= Sophie Harmansdochter =

Dutch perjurer and informer

Sophie Harmansdochter, also known as Gele Fye (1505 – 3 March 1562), was a Dutch woman who became notorious for informing on religious minorities, resulting in many deaths. She was eventually convicted of perjury, tortured and executed.

== Informer for the mayor ==
Harmansdochter was the daughter of Harman Hoen, an Anabaptist preacher from Zwolle. She followed him on his preaching tours until his execution in 1534. After encountering difficulties in securing her inheritance after her father's death, Harmansdochter became an informer for the mayor of Amsterdam. She married a burgher in Amsterdam in 1537. Harmansdochter's information led to the arrest of Volckje Ward. This led to the arrests and executions of numerous Anabaptists, then considered heretics, in Amsterdam, Leiden, Friesland and Antwerp between 1552 and 1553.

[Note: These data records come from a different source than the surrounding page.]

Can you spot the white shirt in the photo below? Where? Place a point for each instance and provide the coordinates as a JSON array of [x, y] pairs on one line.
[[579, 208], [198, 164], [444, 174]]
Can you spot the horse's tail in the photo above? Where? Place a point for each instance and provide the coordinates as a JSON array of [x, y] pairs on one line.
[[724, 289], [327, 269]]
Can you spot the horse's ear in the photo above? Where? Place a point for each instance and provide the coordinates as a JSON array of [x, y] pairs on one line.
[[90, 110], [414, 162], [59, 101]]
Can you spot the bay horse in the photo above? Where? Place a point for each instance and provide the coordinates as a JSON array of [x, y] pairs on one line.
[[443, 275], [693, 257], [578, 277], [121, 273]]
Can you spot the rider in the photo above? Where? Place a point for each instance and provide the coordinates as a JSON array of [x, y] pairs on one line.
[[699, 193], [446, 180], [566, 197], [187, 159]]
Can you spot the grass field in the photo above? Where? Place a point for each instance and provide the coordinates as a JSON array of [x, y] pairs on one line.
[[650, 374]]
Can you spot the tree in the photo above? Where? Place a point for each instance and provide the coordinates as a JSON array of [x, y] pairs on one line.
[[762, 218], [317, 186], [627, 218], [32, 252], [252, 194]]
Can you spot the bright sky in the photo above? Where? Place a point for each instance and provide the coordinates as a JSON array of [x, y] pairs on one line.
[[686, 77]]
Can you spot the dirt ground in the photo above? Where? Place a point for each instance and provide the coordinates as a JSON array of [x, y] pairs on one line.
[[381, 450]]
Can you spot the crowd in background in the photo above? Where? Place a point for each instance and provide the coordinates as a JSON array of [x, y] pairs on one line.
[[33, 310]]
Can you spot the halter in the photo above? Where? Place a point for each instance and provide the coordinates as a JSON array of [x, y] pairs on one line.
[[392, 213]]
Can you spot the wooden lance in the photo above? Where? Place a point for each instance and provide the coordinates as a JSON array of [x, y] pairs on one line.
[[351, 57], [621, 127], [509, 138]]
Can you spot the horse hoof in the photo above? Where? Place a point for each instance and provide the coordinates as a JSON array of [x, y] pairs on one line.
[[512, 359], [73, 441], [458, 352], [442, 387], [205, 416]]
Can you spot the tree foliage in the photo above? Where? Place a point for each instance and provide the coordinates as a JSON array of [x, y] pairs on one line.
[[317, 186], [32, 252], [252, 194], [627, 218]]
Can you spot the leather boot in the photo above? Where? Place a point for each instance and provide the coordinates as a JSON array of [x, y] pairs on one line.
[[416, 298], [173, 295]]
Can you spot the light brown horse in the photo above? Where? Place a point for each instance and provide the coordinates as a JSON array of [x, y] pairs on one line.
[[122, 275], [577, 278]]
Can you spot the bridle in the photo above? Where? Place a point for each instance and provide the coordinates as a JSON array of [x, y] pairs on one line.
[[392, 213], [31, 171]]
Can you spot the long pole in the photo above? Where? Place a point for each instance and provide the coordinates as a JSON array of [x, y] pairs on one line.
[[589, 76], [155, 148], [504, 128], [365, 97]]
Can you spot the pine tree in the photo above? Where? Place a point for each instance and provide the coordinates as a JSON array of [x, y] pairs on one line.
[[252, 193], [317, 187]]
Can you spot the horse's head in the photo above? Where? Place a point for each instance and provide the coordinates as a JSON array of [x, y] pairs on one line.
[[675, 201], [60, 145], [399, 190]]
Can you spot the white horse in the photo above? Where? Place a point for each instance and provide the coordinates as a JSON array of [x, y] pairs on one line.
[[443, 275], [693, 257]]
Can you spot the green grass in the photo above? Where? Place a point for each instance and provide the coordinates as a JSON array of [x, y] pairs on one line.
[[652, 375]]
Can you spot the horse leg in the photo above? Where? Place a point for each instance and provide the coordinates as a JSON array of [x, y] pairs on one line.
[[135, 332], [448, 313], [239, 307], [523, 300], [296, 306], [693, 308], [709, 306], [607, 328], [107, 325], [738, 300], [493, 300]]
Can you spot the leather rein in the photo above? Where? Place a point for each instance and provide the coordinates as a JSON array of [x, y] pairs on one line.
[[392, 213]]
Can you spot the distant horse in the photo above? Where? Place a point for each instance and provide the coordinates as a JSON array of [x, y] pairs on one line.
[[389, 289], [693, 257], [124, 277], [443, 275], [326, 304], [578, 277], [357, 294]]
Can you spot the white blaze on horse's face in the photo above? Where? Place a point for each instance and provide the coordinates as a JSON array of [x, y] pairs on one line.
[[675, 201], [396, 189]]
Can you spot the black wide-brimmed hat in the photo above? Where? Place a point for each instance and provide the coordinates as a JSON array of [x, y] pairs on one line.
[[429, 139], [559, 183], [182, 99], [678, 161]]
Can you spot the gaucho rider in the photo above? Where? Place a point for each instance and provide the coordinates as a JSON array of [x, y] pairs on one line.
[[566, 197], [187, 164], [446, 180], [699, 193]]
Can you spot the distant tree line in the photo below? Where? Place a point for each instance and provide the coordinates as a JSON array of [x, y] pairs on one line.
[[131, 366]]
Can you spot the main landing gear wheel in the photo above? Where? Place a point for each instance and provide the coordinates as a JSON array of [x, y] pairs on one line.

== Arrest and execution ==
After the death of her husband, Harmansdochter experienced financial problems. To make money, she attempted to implicate the mayor as a heretic. However, her scheme failed. She was arrested and convicted of perjury. After having her tongue cut out, she was executed by burning.

Harmansdochter has often been portrayed in Dutch literature.